Seria actriz de cinema? Era uma mulheraça. Grande. Imponente. Vistosa. Valdemar
adorava aquele ar decidido, quase militar. A boca expressiva. O cabelo
arruivado. Peitos sólidos. Tudo na mulher era atraente. Valdemar sentia-se com
sorte. Resolveu arriscar. Dirigiu-se à mesa dela e perguntou em inglês: “Posso-me
sentar?”. Estranhou a resposta vir em português. E ainda mais estranhou o
convite ser aceite com tanta prontidão: “Claro, dois conterrâneos devem
confraternizar”, disse-lhe Moema. Ela era de São Paulo. Bióloga. Tinha
vindo a Macau para uma conferência sobre a poluição nas grandes metrópoles. Ele
inventou ser empresário e estar ali para fechar um negócio, o que não deixava
de ser verdade. Moema fingiu acreditar e foi conduzindo a conversa para a
geografia do Brasil. Confessou-lhe estar farta de São Paulo e estar a pensar
estabelecer-se num sítio mais calmo. Como detestava o nordeste, estava a pensar
ir para sul. Santa Catarina podia ser uma boa hipótese. Havia uma zona de que
ela gostava particularmente, ali para os lados da Lagoa de Ibiraquera. A Praia
do Rosa. A Praia da Barra. Garopaba... Nesta altura, Valdemar estava em estado
de sítio. Ia acenando com a cabeça, mas tudo nele era tensão. Moema observava
Valdemar e sabia que o tinha atingido. Ele estava alerta e desconfiado. Estava
onde ela o queria. De repente, e a vida tem destes repentes, saiu-lhe quase sem
querer: “Você conhecia um tal Octávio que foi assassinado em São Paulo no
mês passado?”. Valdemar não queria acreditar. Balbuciou uma negativa e
levantou-se para ir buscar mais dois croissants com queijo. Quem raio era
aquela mulher? Começava a perceber que se metera na boca do lobo. Ela sabia
tudo. Que ele mandara assassinar Octávio. Que vivia refugiado na Lagoa de
Ibiraquera. Tinha-o seguido até Macau. O mais certo era saber do negócio dos
explosivos. Era da polícia, com certeza absoluta. O que mais saberia ela?
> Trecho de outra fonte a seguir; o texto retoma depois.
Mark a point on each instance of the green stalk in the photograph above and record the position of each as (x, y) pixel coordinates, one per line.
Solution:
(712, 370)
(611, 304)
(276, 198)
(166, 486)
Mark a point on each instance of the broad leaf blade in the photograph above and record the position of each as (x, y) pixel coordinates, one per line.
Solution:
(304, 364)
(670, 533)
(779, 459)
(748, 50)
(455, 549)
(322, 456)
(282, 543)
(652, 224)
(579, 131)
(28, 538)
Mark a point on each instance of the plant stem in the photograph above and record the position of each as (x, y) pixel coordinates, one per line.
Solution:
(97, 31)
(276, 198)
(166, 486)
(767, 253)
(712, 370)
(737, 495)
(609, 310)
Sentiu-se vigiado e, pela primeira vez na vida, sentiu-se indefeso. Não tinha
apoios em Macau. Não podia telefonar a Tsé-Lao e pedir-lhe ajuda. Era a
confissão da sua incompetência. Tentou raciocinar. Tudo levava a crer que a
mulher estava sozinha. Ela não podia ter qualquer apoio das autoridades de
Macau. Tsé-Lao tinha as suas protecções no território. E as autoridades
chinesas não eram conhecidas pela cooperação. Aquilo era China, que diabo! A
mulher estava a “pescar” por conta própria. Só havia uma coisa a fazer.
Fotografia de Roberto Barbosa
(Continua)
2 comments:
é o que dá quando se vai logo atrás de "um rabo de saia" ;)
(a foto excelente no contexto - como sempre - mas esta é especial...)
Eu gosto de rabos de saia :))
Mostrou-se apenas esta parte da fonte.